A plasma mixing test will show the presence of an inhibitor by the failure of normal plasma to correct the prolonged PTT. This test may require incubation for 2 to 4 hours. Factor VIII coagulant levels are low, which should not happen in von Willebrand's disease.
Hemophilia A is extremely unlikely in a woman because she would have to be homozygous recessive for the X-linked disorder. Factor VIII antibodies should be suspected in any patient with acquired severe bleeding and a prolonged PTT. The diagnosis is confirmed by mixing tests and by a failure of factor VIII concentrates to raise factor VIII:C levels.

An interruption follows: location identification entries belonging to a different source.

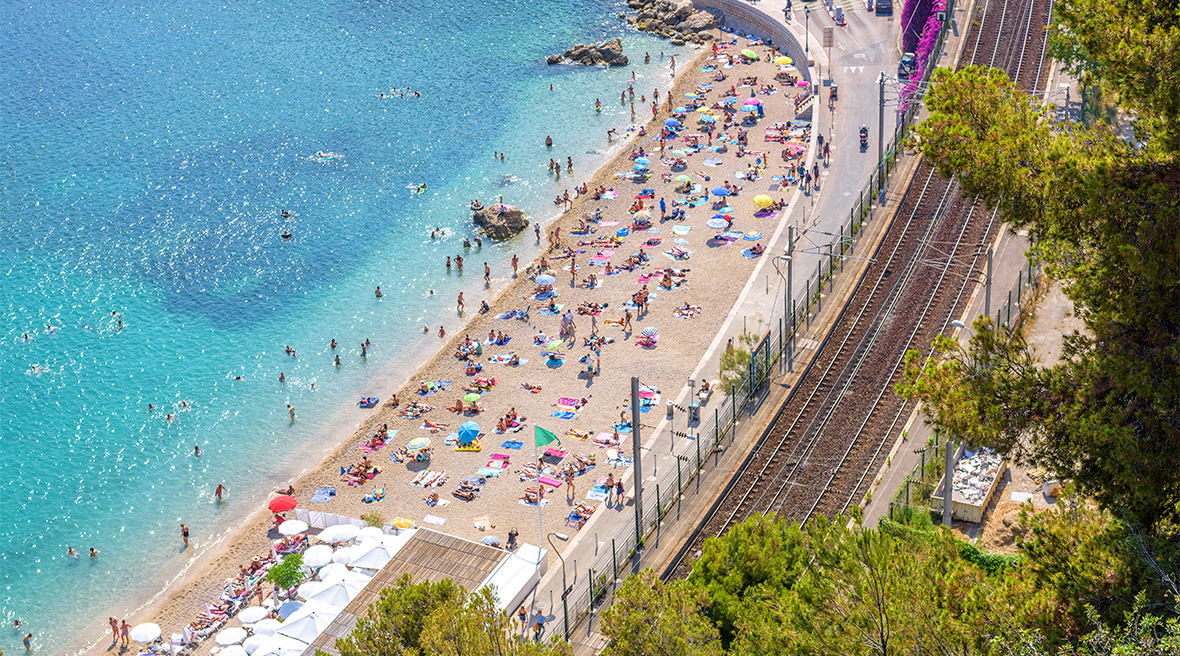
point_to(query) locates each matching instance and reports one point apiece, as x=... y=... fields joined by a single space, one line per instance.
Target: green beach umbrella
x=544 y=437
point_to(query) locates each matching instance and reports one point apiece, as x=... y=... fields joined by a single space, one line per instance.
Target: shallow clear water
x=150 y=150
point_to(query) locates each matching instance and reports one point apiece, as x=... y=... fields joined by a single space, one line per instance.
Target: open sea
x=151 y=149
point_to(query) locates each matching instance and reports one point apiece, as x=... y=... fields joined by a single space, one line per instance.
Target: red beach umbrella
x=282 y=504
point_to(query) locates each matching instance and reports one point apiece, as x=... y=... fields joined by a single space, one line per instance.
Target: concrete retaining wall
x=746 y=19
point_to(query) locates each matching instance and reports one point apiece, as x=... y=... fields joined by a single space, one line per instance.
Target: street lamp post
x=565 y=608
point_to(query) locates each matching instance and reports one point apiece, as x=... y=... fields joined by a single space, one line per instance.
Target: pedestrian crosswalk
x=846 y=5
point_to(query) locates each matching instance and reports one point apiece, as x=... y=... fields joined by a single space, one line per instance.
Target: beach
x=708 y=279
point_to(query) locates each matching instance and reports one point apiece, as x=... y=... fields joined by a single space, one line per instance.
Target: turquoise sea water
x=150 y=149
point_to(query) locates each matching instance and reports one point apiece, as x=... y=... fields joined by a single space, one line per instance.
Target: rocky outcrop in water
x=499 y=222
x=676 y=20
x=607 y=52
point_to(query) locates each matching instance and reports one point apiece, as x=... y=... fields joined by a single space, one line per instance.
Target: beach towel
x=323 y=494
x=597 y=493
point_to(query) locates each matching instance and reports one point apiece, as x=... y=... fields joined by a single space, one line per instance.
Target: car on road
x=908 y=67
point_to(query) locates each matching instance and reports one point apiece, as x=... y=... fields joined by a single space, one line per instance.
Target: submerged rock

Von Willebrand's disease is associated with mild mucosal bleeding. The measurement of von Willebrand's factor level will help you to distinguish between hemophilia A and von Willebrand's disease but won't explain why the coagulation profile was not corrected by transfusions of FFP.
Lupus anticoagulant is not associated with bleeding, unless a second disorder, such as thrombocytopenia or hypothrombinemia is present. Most commonly, it presents with thrombosis. Lupus anticoagulant also gives a prolonged PTT, and the mixing study will also fail to correct.
The Russell venom viper test is a more sensitive assay to demonstrate the presence of a lupus anticoagulant.
An antiphospholipid antibody is usually positive. Anticardiolipins are a related antiphospholipid antibody that can be detected by a separate assay.
Fibrin degradation products are elevated in DIC, which also presents with hypofibrinogenemia. D-dimer is the most sensitive of the fibrin-degradation products. The patient is usually seriously ill and has a low platelet count and elevation of the PT, as well as PTT. Bleeding may occur at any site, but spontaneous bleeding and oozing at venipuncture sites are important clues to the diagnosis.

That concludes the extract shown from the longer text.